Tel.: 030 - 27586 - 109

presse@bund.net

BUND zum Gutachten des Expertenrats für Klimafragen: Politik auf Kollisionskurs mit dem Klima

Lebensgrundlagen in Gefahr: Ohne effektive Maßnahmen droht die Verfehlung der Klimaziele

  • Deutschland nicht auf Klimakurs – robustes Klimaprogramm unverzichtbar
  • Verkehr und Gebäude Bremsklotz im Klimaschutz
  • Erneuerbare Energien Erfolgsfaktor im Kampf gegen die Klimakrise

Berlin. Der Expertenrat für Klimafragen hat heute seinen Prüfbericht zur Emissionsentwicklung vorgelegt. Die Lücken in der Klimaschutzpolitik werden damit erneut deutlich: Deutschland hält die rechtlich verbindlichen Klimaziele nicht ein, weder für das Jahr 2030, noch für die Jahre bis 2040. Die europäischen Ziele für die Sektoren Gebäude und Verkehr werden ebenso deutlich verfehlt. Die schwache Konjunktur und die Erneuerbaren Energien sind ausschlaggebend dafür, dass das Klimabudget bis 2030 überhaupt eingehalten werden kann. Um die Emissionen nachhaltig und zielkonform zu senken, braucht es jetzt schnell effektive Maßnahmen. Das Gutachten beschreibt aus Sicht des Bund für Umwelt und Naturschutz Deutschland (BUND) daher einen klaren Handlungsauftrag für die neue Bundesregierung und ihr Klimaschutzprogramm.
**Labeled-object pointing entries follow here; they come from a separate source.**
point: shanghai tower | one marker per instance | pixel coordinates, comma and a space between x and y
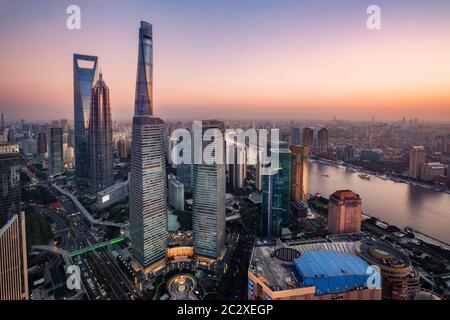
100, 139
84, 77
148, 188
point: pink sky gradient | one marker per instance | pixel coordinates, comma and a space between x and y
313, 64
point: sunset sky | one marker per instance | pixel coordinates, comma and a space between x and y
234, 59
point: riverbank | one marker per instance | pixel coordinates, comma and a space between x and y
399, 204
393, 177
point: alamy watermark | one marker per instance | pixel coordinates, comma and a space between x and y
231, 146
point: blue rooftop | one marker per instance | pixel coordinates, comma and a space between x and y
331, 271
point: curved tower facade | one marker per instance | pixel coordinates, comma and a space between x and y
144, 79
208, 186
84, 77
100, 139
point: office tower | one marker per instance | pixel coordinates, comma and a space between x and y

Verena Graichen, Geschäftsführerin Politik beim BUND: „Die Politik ist auf Kollisionskurs mit dem Klima. Die Ankündigungen im Koalitionsvertrag bringen noch keinen nennenswerten Fortschritt. Klimaschutz muss Priorität für jede Bundesregierung haben, denn nur so wird Deutschland zukunftssicher. Die Koalition hat den gesetzlichen Auftrag und den finanziellen Spielraum, dieses Land auf Klimakurs zu bringen und unsere Lebensgrundlagen zu schützen. Wir erwarten ein robustes Klimaschutzprogramm als Aufbruchssignal für Wirtschaft und Gesellschaft. Es braucht ein Programm, das wirksame Maßnahmen vor allem für Gebäude und Verkehr festlegt, diese mit Geld hinterlegt und sozial ausgewogen gestaltet. Der naturverträgliche Erneuerbaren-Ausbau muss verstärkt weitergehen.“

Vor dem Hintergrund, dass Klimaschutz im Koalitionsvertrag wenig gewürdigt wurde und zentrale klimapolitische Maßnahmen rückabgewickelt werden sollen, warnt der Umweltverband vor einem klimapolitischen Fehlstart der neuen Regierung. Auch der Expertenrat warnt vor den klimapolitischen Risiken etwa durch die mögliche Aufweichung des „Heizungsgesetzes“ oder mehr Autoverkehr durch Straßenbau und Pendlerpauschale:

Graichen: Rückschritte beim Klimaschutz führen aufs wirtschaftliche Abstellgleis. Der Ausstieg aus fossilen Energien ist die zentrale Aufgabe, um Klimaneutralität zu erreichen. Der Stromsektor liefert, alle anderen Bereiche hinken deutlich hinterher. Deshalb muss konsequent weiter in Erneuerbare Energien und Effizienz investiert werden, nicht in zu viele Gaskraftwerke, in fossile Heizungen oder Ablenkungsmanöver wie CCS-Technologie.“

Angesichts der Neustrukturierung der Klimapolitik unter Schwarz-Rot und der notwendigen Investitionen, fordert der BUND eine gemeinsame Anstrengung des Kabinetts Merz.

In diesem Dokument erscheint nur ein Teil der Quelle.